Su falta de sensibilidad me descuadró por completo y la impotencia que sentía se tradujo en forma de lágrimas. No había estado ingresada en mi vida y de ninguna de las maneras se me había pasado por la cabeza la posibilidad de hacer noche allí. Así que mi primer impulso fue llamar a mis padres.
— Ama , me tengo que quedar en observación toda la noche y no me han aclarado todavía el porqué —acerté a decir con la voz entrecortada.
—No te preocupes, cogeré el bus nocturno y mañana por la mañana estaré allí —me respondió decidida.
El exceso de protección innato en las madres, que tantas veces había criticado en la mía, en aquel momento me resultó gratificante.

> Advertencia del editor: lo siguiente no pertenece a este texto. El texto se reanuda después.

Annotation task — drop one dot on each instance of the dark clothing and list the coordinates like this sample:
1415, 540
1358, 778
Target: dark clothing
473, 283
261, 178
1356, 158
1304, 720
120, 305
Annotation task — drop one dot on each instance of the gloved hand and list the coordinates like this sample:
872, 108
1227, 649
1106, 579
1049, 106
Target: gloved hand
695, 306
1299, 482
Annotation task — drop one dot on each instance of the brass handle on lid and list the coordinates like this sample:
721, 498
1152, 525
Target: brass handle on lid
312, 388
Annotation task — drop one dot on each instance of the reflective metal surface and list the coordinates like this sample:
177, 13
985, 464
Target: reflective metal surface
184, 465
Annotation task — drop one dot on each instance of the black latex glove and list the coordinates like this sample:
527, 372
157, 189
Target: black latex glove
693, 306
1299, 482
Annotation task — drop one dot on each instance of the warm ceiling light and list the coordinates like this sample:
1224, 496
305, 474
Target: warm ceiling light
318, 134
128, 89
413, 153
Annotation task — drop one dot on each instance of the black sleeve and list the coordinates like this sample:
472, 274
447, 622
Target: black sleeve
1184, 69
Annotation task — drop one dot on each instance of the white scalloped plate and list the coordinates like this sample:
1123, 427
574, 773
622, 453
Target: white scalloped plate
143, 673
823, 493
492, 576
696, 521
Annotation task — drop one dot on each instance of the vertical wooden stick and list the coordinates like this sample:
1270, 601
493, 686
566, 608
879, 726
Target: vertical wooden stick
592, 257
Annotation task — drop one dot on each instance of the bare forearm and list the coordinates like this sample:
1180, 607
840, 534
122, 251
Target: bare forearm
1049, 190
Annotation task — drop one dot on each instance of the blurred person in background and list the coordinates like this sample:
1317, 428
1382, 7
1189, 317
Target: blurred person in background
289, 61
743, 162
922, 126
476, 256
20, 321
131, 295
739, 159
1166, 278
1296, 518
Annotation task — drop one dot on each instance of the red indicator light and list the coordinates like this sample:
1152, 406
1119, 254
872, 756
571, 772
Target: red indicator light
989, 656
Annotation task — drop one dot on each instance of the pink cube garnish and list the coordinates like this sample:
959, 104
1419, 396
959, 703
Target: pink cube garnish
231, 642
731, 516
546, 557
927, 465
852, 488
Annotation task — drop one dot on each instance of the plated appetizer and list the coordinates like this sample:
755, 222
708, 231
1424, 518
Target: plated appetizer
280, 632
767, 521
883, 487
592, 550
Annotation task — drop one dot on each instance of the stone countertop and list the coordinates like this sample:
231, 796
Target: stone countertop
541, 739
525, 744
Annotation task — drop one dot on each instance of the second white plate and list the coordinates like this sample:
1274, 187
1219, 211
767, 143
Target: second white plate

Tanto como la llegada de Maite a la consulta en misión de rescate. Me abrazó nada más entrar y nos enjuagamos las lágrimas la una a la otra sin saber muy bien cómo encajar todo aquello. Juntas intentamos quitar hierro al asunto y nos encaminamos hacia la habitación en la que tendría que pasar la noche. Era un cubículo oscuro y frío que contaba con una sola cama. El espacio me pareció deprimente y Maite debió de tener la misma sensación, porque me cogió la mano y me sonrió mientras me decía:
—No te voy a dejar sola. Voy a pasar la noche aquí contigo.
—Pero ¿dónde vas a dormir? —repliqué.
—En el suelo. Pondré el abrigo y me echaré encima. Mañana no tengo que dar ninguna clase y prefiero quedarme aquí contigo.
Intenté impedírselo, pero no encontré la manera de convencerla. Además, en el fondo sabía que no me vendría mal su compañía. Le dejé mi abrigo para que tuviera algo con lo que cubrirse y llamé al director del programa que había empezado a presentar en octubre para ponerlo al corriente de la situación, ya que no iba a poder ir a trabajar al día siguiente. En cuanto colgué el móvil, una doctora hizo acto de presencia en la habitación y Maite nos dejó a solas. Se presentó diciendo que era hematóloga con una voz tan dulce que me hizo pensar en mi amiga Ana. Sin embargo, su ceño fruncido auguraba preocupación.
—Tu analítica no está bien y estamos hablando de algo muy grave. —Hizo una pausa para darme tiempo de asimilar sus palabras antes de hablarme del posible diagnóstico al que me enfrentaba—. Podría tratarse de una leucemia.
—¿Leucemia? ¡No puede ser! No, no, no…
—Mañana por la mañana te haremos más pruebas para cerciorarnos, pero todo apunta en esa dirección porque…
La doctora continuó hablando, pero yo ya no la escuchaba. Su voz se fue diluyendo entre el frenético ritmo de mi corazón y los latidos que me bombardeaban la sien, mientras las garantías de un futuro comenzaban a resquebrajarse entre las palmas de mi mano.